Bab 2
"Abin, hari ini anggap saja kamu tidak tahu apa-apa, bisa kan? Kakak ipar juga perempuan, kadang-kadang ada rasa yang sulit ditahan..."
Abin mengangguk dan berkata, "Baik, Kakak Ipar, aku bersumpah tidak akan mengatakannya pada siapa pun..."
Tentu saja dia tidak akan mengatakannya. Kakak ipar Xiulian adalah milik pribadi Abin, hal-hal pribadi seperti ini, mana mungkin Abin akan membocorkannya kepada orang lain.
Meskipun sekarang Xiulian sudah hampir berusia tiga puluh dan menjadi janda, sejak kakak sepupunya Anlong meninggal, banyak orang di desa yang datang melamar sampai hampir merusak pintu rumahnya. Namun, semua lamaran itu ditolak oleh Xiulian.
Memikirkan ini, Abin merasa kagum dengan Xiulian yang bisa menjaga dirinya, dan di dalam hatinya semakin menyukai wanita itu.
Tanpa bisa menahan diri, Abin berkata, "Kakak Ipar, bagaimana kalau aku bantu kamu saja?"
"Membantu aku? Bagaimana caranya kamu membantu..."
Pandangan Xiulian secara refleks berpindah ke selangkangan Abin, lalu dengan cepat berpaling seolah tersengat listrik, tetapi sudut matanya tetap saja melirik ke sana.
Kenapa bisa sebesar itu?
Abin juga menyadari pandangan Xiulian, dalam hatinya ada rasa senang yang tersembunyi, sambil tak bisa menahan diri untuk sedikit menggoyangkan pantatnya:
"Tentu saja dengan menggunakan ini... Hubungan pria dan wanita adalah hal yang wajar, sekarang kakak sepupuku sudah tidak ada, sebagai adik aku harus mengambil tanggung jawab ini."
Mendengar itu, Xiulian langsung menatap Abin dengan mata tajam, lalu berkata, "Kamu ini bicara ngawur saja, aku ini kakak iparmu, mana mungkin bisa dengan kamu... Sudahlah, kamu keluar saja, aku mau ganti baju."
Namun, Abin saat itu seperti tertanam di tempat, dengan penuh perasaan berkata:
"Kakak Ipar, aku tidak bicara ngawur, aku suka kamu, sejak pertama kali melihatmu aku sudah suka. Sekarang kakak sepupu Anlong sudah tidak ada, aku ingin menggantikan dia untuk merawatmu, aku ingin kamu jadi wanitaku, dan kita punya banyak anak bersama."
Hati Xiulian tidak bisa tidak merasa terguncang, tidak bisa memberikan keturunan untuk Anlong adalah penyesalan terbesar dalam hatinya, bahkan saat Anlong sekarat, dia sempat berpesan secara langsung padanya untuk mencari Abin dan memiliki anak, agar garis keturunan mereka tidak terputus.

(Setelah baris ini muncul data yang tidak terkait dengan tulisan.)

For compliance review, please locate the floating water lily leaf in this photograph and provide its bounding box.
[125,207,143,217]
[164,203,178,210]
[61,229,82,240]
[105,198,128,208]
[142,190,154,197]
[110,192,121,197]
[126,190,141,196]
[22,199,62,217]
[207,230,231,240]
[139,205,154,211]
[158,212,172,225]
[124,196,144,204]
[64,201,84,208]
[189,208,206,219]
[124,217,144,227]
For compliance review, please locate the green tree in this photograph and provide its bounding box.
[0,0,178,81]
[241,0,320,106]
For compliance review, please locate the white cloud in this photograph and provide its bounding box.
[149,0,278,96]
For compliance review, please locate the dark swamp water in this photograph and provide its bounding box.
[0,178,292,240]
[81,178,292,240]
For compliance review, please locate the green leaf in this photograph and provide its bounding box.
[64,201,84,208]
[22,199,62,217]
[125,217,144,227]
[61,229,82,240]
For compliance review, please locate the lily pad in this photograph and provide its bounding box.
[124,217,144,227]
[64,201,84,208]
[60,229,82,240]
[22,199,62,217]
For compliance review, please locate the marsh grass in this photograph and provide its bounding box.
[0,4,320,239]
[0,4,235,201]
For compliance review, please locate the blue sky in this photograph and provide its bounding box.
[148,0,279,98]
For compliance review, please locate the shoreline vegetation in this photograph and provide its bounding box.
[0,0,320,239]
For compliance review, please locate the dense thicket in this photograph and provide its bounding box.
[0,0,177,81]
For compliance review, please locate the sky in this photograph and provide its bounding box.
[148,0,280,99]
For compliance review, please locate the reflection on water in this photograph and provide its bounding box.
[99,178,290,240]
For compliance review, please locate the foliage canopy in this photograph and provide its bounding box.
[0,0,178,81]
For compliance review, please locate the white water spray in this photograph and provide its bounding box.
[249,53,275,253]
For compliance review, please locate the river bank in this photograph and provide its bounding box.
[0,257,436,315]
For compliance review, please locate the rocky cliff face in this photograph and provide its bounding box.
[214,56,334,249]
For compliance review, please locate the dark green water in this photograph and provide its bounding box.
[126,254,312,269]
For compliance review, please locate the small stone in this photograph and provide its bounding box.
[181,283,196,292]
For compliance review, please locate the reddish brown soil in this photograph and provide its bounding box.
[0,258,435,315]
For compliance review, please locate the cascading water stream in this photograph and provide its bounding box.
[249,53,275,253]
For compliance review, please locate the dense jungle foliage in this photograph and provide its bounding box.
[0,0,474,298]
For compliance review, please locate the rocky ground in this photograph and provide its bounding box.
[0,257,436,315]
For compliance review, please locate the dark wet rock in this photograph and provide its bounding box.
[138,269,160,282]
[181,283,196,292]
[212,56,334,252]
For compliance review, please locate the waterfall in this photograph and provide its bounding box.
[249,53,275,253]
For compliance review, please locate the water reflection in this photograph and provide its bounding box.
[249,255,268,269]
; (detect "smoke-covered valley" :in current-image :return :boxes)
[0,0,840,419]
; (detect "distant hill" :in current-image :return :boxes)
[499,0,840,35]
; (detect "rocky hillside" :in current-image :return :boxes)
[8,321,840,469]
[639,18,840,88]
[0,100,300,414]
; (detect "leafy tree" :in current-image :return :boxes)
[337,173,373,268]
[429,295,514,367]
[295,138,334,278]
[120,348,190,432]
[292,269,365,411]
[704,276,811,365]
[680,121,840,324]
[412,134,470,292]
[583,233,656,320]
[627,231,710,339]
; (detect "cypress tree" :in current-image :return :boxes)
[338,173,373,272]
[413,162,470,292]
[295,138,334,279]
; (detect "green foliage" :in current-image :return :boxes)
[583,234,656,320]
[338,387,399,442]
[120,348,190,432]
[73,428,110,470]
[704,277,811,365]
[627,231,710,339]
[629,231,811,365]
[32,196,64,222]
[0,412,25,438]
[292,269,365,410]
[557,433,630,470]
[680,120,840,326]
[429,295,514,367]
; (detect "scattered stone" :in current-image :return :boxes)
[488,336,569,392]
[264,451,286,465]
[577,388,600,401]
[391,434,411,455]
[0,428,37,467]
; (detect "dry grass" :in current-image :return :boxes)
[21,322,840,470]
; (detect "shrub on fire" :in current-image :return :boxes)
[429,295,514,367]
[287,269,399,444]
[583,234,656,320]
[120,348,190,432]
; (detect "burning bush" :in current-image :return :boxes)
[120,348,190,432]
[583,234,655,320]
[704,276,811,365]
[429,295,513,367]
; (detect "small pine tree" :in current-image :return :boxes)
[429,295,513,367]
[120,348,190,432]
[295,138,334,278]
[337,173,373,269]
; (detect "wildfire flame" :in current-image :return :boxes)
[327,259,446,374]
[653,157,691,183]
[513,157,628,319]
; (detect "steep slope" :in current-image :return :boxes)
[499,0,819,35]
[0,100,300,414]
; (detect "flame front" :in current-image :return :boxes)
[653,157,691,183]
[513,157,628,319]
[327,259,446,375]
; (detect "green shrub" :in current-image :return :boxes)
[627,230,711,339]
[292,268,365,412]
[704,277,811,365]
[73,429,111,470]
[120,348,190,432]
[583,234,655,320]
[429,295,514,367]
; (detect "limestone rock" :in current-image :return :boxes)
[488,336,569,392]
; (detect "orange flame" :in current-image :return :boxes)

Mengingat masa setelah Anlong meninggal, memang Abin yang selalu membantu dan melindunginya, bahkan ketika ada yang mengganggu, dia yang pertama kali maju untuk melindungi. Tidak mungkin tidak merasa terharu, apalagi pandangan Abin saat ini begitu tulus.
Namun, dia segera teringat sesuatu, akhirnya dia menggigit bibir dan berkata:
"Sudahlah Abin, kakak ipar tahu niat baikmu, tapi kakak ipar benar-benar tidak bisa menerimanya. Aku ini janda, punya nasib buruk, aku menolakmu juga demi kebaikanmu, kamu tahu itu kan?"
Namun, begitu kata-katanya selesai, Abin seperti singa yang marah mengeluarkan raungan:
"Siapa bilang kamu punya nasib buruk! Kakak sepupuku itu nasibnya yang buruk makanya mengalami kecelakaan, apa hubungannya denganmu? Katakan siapa yang ngomong begitu, aku akan memutar lehernya sekarang juga!"
Xiulian melihat Abin yang marah, matanya menunjukkan kelembutan, tetapi akhirnya dia tetap bersikeras berkata:
"Pokoknya tidak bisa, kamu keluar saja..."
"Aku tidak mau!"
Keras kepala Abin muncul, dia maju dan dengan pandangan terkejut Xiulian, dia menekan tubuh Xiulian ke tempat tidur, lalu satu tangannya meluncur dari bahu Xiulian yang putih dan halus menuju dada, dan dengan lembut menutupi payudara Xiulian yang besar dan kencang.